А что сказали бы эти замечательные мужи, если бы им довелось погрузиться в дебри современной науки, где от человека вообще ничего не осталось – какой-то эфемерный статистический ансамбль молекулярноатомных структур! Да и в основе самих этих структур – какие-то квантовые флуктуации вакуума… Пустота, бесконечная зияющая пустота разверзлась в основе мира перед глазами современной науки. Мир без Бога, без смысла и цели. Мир, где неумолимый рост энтропии растворяет в хаосе любой островок разума и порядка. Мир, где прогресс науки и техники неуклонно ведёт к росту чудовищных средств массового уничтожения, разрушению живой природы, отравлению океанов и атмосферы, распаду человеческих душ, насилию и жестокости в небывалых, неслыханных масштабах. Где же всемогущий Бог, творец и спаситель мира? Где он? Так стоит ли так уж удивляться тому, что в современной философии и литературе тема пустоты и бессмысленности жизни, тема отчаянья и страха заняла столь значительное место? Чего же иного можно ждать в обезбоженном, обессмысленном мире, отравленном насилием, жестокостью, идеологической ложью, дикими суевериями и тотальным наступлением самоуничтожения цивилизации?

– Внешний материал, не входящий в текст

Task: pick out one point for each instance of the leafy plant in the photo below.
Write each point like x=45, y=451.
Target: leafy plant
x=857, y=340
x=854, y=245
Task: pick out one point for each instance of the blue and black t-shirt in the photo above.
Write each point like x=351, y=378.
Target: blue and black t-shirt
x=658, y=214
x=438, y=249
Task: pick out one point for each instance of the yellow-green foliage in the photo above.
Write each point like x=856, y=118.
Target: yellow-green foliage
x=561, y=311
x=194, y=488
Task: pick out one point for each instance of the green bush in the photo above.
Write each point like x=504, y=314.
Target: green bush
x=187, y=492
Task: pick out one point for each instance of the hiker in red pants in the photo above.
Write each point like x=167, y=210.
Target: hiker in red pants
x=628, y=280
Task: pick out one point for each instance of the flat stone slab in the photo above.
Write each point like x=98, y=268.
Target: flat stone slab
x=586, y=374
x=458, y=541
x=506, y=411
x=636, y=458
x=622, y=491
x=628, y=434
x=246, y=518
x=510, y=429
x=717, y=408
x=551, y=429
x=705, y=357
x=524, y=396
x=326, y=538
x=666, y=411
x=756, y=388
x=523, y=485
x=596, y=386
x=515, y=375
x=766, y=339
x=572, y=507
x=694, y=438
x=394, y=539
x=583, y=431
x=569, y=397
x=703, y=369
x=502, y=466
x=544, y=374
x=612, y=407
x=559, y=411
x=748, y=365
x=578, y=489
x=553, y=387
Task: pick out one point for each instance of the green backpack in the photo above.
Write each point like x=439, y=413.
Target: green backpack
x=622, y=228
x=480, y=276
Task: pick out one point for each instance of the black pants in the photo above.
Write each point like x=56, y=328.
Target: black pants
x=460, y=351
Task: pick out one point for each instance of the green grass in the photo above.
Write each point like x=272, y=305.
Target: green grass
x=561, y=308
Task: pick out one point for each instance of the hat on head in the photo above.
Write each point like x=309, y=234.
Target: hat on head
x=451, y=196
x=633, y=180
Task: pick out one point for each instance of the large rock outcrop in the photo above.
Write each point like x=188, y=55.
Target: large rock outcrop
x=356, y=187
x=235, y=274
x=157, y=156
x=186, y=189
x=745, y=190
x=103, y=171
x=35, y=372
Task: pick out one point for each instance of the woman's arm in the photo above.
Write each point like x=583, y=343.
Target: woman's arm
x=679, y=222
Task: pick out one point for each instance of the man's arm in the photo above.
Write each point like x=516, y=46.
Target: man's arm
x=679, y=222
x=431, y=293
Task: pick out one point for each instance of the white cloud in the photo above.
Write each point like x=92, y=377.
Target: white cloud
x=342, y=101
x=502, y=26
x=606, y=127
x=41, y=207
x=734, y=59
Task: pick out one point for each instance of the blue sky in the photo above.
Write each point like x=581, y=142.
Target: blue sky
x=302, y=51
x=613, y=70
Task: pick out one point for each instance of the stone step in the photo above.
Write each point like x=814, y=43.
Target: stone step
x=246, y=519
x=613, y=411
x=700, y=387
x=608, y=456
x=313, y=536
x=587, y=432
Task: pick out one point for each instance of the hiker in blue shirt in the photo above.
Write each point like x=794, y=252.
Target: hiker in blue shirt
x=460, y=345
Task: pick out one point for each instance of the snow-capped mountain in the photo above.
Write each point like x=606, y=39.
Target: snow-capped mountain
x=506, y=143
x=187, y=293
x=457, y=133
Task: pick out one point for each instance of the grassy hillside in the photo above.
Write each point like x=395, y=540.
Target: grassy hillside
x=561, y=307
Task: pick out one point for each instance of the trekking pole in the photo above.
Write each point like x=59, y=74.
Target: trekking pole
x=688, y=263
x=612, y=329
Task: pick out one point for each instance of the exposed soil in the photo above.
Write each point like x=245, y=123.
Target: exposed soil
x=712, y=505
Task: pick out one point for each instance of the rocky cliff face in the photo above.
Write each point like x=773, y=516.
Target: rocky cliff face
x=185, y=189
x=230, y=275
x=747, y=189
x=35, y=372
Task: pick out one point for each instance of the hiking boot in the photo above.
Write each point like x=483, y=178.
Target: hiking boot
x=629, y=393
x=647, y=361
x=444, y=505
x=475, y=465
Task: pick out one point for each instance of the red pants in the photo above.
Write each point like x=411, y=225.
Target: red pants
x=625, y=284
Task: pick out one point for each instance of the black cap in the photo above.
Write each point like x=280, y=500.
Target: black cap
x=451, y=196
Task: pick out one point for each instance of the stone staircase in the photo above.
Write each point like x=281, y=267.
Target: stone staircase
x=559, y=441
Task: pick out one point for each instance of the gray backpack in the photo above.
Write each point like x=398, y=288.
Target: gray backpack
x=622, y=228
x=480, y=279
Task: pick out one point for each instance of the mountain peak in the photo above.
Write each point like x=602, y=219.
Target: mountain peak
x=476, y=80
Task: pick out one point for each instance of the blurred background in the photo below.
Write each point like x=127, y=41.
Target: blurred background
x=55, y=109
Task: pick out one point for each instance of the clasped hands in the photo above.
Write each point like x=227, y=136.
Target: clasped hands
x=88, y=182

Так что, может быть, не стоит так уж строго судить и Фетиса, если он, присмотревшись поближе к окружающей его жизни, вдруг отчего-то утратил свой врождённый классовый оптимизм. Должно быть, бесконечная классовая борьба в бесконечных пространствах Вселенной не смогла его вдохновить. Должно быть, рабочая гордость дворника споткнулась о бесконечные нагромождения человеческих отбросов, которые и Гераклу не под силу вычистить. Возможно, радиоактивная заря коммунизма родила какую-то странную духовную мутацию, не предусмотренную ни одним пленумом или съездом партии. Должно быть, мыслящий человек в любое время способен задавать себе всё те же «проклятые вопросы».